Оборона города становилась проблематичной, из-за чего пришлось строить с нуля, километров в десяти от него, и недалеко от реки, небольшую примитивную глиняную крепость, предназначавшуюся, главным образом, в качестве арсенала и продовольственных складов.
За время моего отсутствия произошло великое множество событий. Во-первых, наступил 1893 год, во-вторых, оставшиеся русские развили бурную деятельность, и заимели себе подруг. Другого слова я не смог подобрать, видя у каждого по две-три жены, и при этом, никто из них не считал их жёнами, безбожники…, и первые мулаты уже имели место быть.
Впрочем, негритянки были довольны и таким положением, которое гарантировало им, по сравнению с их подругами, практически безбедную и более комфортную жизнь.
Отец Клементий и отец Пантелеймон решили перейти в коптскую веру, объяснив своё желание тем, что не собираются возвращаться в Россию, ни при каких обстоятельствах, а копты, это те же православные, только на африканский манер.
Отец Клементий уже умудрился построить крохотный монастырь, благодаря своей больной пастве, которая и не собиралась умирать, отдавая все силы богоугодному делу, принимая настойки и эликсиры из местных целебных трав и частей животных. Там уже начали собираться паломники, из числа местных новообращённых негров.
Всё-таки, китайцы были правы, хоть и частично, в использовании определённых органов животных, для оздоровления тела, а их народной медицине было никак не менее 10000 лет. Местные аборигены тоже владели многими знаниями, которые были уничтожены в процессе колонизации.
А я, получается, их сохранил и обобщил. Фельдшер Самусеев, прибывший вместе с Ашиновым, остался здесь. Бросив пить, он женился на Сивилле, огромной мужеподобной негритянке, обладавшей даром пророчества. В причинах этого мне не хотелось разбираться. Может, это был скрытая тяга к мужчинам, а может, наоборот, тяга к сильным женщинам, но пара оказалась колоритнейшей. Впору было посылать за фотографом.
Фотограф, вместе с журналистом, был мне нужен ещё и по другой причине. Была у меня одна мысль…, но об этом позже. Самусеев, вместе с Сивиллой, развили кипучую деятельность, опираясь на современные знания фельдшера, и на знахарские умения Сивиллы.

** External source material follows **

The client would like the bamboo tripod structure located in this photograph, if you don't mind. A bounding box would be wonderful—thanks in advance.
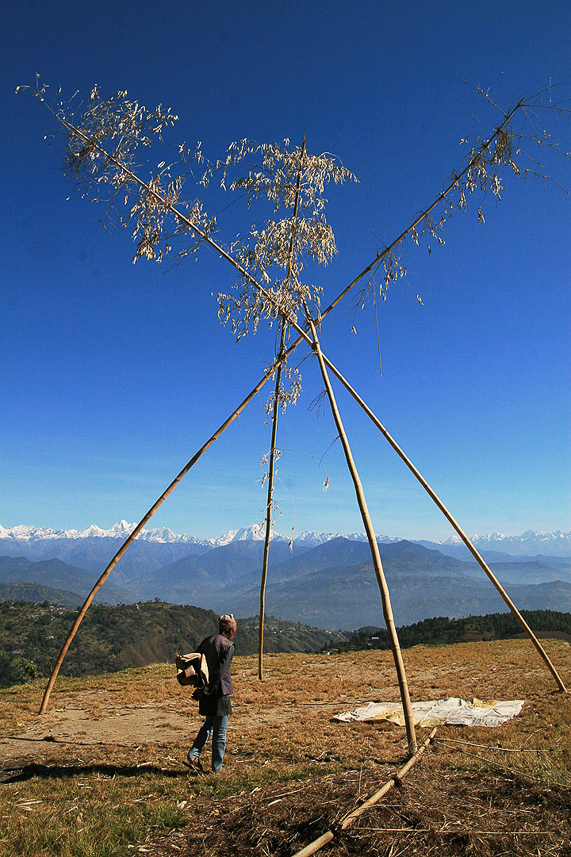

Это сказалось очень положительно в деле предотвращения различных болезней. Мои хирургические инструменты были экспроприированы из хижины, и пущены в дело. И теперь Самусеев трясся, как осиновый лист на ветру, со страхом ожидая своей участи, за кражу инструментов.
Сивилла попыталась закрыть его своим могучим телом от меня, но тщедушный фельдшер, бесстрашно оттолкнув её рукой, встал передо мною, побледнев так, что это было заметно сквозь сильный загар. Взгляд, который кинула на своего мужа Сивилла после этого жеста, был преисполнен такой нежности и обожания, что я опешил.
Не в силах ничего сделать ему за это, или каким-либо образом наказать, я молча повернулся и зашёл в хижину, где, покопавшись в сундуке, нашёл красные бусы, бывшие точной копией тех, что носила Нбенге.
Взяв бусы левой рукой, я спрятал их в своей широкой ладони, а правой вытащил древний кинжал, после чего вышел из хижины. Солнце ярко светило, создавая зайчики, которые испускал блестящий клинок. Самусеев рухнул на колени, опустил голову и забормотал.
— Я же ради спасения жизней, ради спасения!
Рядом с ним упала на колени Сивилла, и, схватив мужа в охапку, закрыла его своим телом и заплакала, после чего начала кричать, что готова погибнуть вместе с ним.
Странные, зачем мне нужны их жертвы, мне нужна их любовь, и пусть она сверкает на протяжении всей их жизни. Может, наш мир станет из-за этого хоть чуть-чуть лучше.
Разжав левую руку, я надел на лезвие кинжала ярко-красные бусы, и, вытянув его вперёд, опустил их на шею Сивиллы.
— Люби своего мужа, как любила меня моя Нбенге!
Не в силах сдержать эмоций, я ушёл в сторону старого баобаба. Не скрываясь, по моему лицу скатилась прозрачная слеза, а сердце снова дрогнуло. Ещё один пласт льда рухнул куда-то вниз, провалившись в желудок, и растворившись там без следа. А я снова стоял, как в первый раз, возле старого баобаба.
По моему знаку, ко мне подвели моих пленников, Мванги и Каггва.
— Смотрите, — сказал я им, — это всё, что осталось от моей жены Нбенге. У меня ничего нет, кроме маленьких дочек. Но, это уже другая история. Эта… осталась здесь.